RCFI reviews the data

Still early on in the process to review and reflect upon the town hall series, Wolf identified three areas RCFI is considering investment based on the feedback during the grassroots town halls.

Water and watershed projects

Watershed projects hold a lot of promise for organizing efforts to improve soil health and water quality down stream,” Wolf said. “Some of the common features of good watershed projects include broad stakeholder support upstream among the ag community and active engagement with downstream and often urban stakeholder interests.”

Having solid information and assessments of the current condition and building a plan for shovel-ready projects has been a key for securing additional resources, he noted.

And while there are some good examples demonstrating practices and information on how this work occurs, local watersheds lack the necessary resources to take projects to full scale implementation, Wolf said.

“Also having local boots on the ground is also key for success,” he said. “Without additional financial investment, however, many acres go untreated, and opportunity to really move the needle for outcomes downstream are being missed.”

Finding opportunities to engage younger farmers

Integrating crop and livestock systems may hold much promise for younger farmers, Wolf said.

Local leaders noted there were barriers to incorporating cover crops into cropping systems.

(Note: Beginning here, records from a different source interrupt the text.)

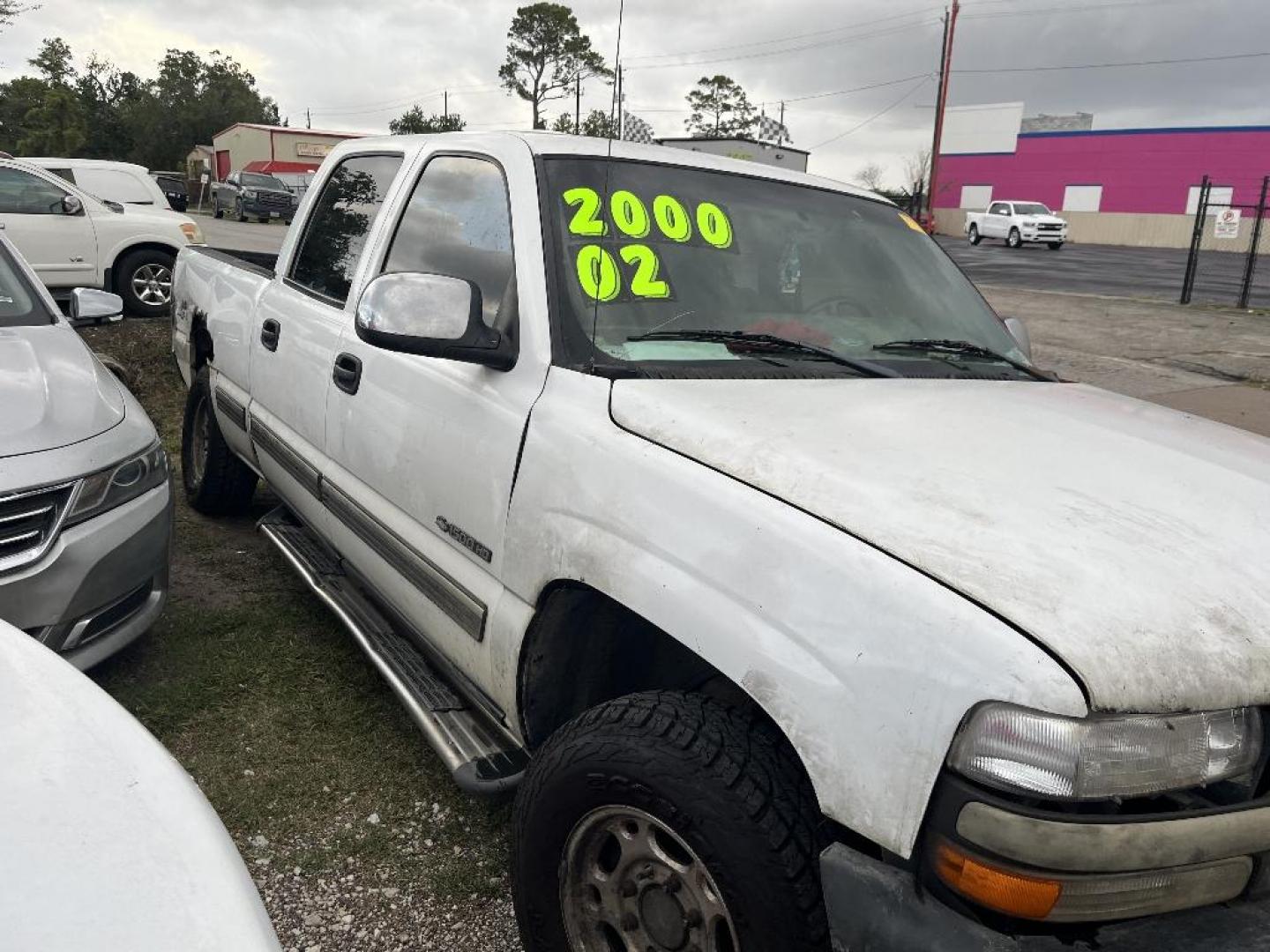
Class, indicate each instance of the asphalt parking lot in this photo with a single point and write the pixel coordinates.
(1152, 273)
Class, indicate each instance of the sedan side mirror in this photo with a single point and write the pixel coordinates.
(93, 306)
(432, 315)
(1019, 331)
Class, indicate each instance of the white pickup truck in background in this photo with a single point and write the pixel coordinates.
(709, 504)
(74, 240)
(1018, 224)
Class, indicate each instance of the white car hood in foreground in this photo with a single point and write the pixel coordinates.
(52, 391)
(1132, 541)
(106, 843)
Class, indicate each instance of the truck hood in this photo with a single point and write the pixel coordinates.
(1132, 541)
(108, 844)
(54, 390)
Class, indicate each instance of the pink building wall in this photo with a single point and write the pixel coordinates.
(1145, 172)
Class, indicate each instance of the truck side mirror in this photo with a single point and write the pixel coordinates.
(432, 315)
(93, 306)
(1019, 331)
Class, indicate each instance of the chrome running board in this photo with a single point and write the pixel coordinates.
(482, 755)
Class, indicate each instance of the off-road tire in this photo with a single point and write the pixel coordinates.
(127, 268)
(228, 484)
(721, 777)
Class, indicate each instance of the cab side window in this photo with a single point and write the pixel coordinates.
(338, 224)
(23, 193)
(459, 224)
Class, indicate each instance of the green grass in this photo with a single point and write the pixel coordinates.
(262, 695)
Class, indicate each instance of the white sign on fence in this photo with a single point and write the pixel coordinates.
(1227, 224)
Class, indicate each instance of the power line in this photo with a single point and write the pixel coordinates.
(841, 41)
(1117, 65)
(875, 115)
(785, 40)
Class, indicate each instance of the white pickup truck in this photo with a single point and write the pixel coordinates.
(74, 240)
(1018, 224)
(710, 505)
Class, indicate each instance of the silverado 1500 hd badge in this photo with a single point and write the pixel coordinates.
(479, 548)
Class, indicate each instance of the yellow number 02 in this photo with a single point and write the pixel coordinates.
(586, 219)
(598, 274)
(646, 283)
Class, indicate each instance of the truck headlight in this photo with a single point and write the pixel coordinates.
(1097, 758)
(117, 484)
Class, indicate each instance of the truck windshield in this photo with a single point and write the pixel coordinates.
(19, 305)
(684, 253)
(253, 179)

Namely, increasing infrastructure for seed production, planting and termination services.

“Increasing the bandwidth in these areas may mean more opportunities for people looking to get into agriculture,” he said.

Leveraging current project work

Wolf said RCFI will take the information and experiences from farmers and others participating in the town hall series to explore and expand projects.

We hope to advance projects that take dedicated small scale soil health research plots and extend them to whole field experimental evaluations to study real world response,” Wolf said. “We then can create a support network providing extension and outreach to farmers and opportunities to change practices on their operations.”

The end goal: provide opportunities for Iowa farmers.

“This is a research-based approach to refining cropping systems and takes a fair amount of coordination and commitment to adhering to an experimental design, coordinating data collection, and using data analytics to uncover information and insights into value opportunities for farmers.”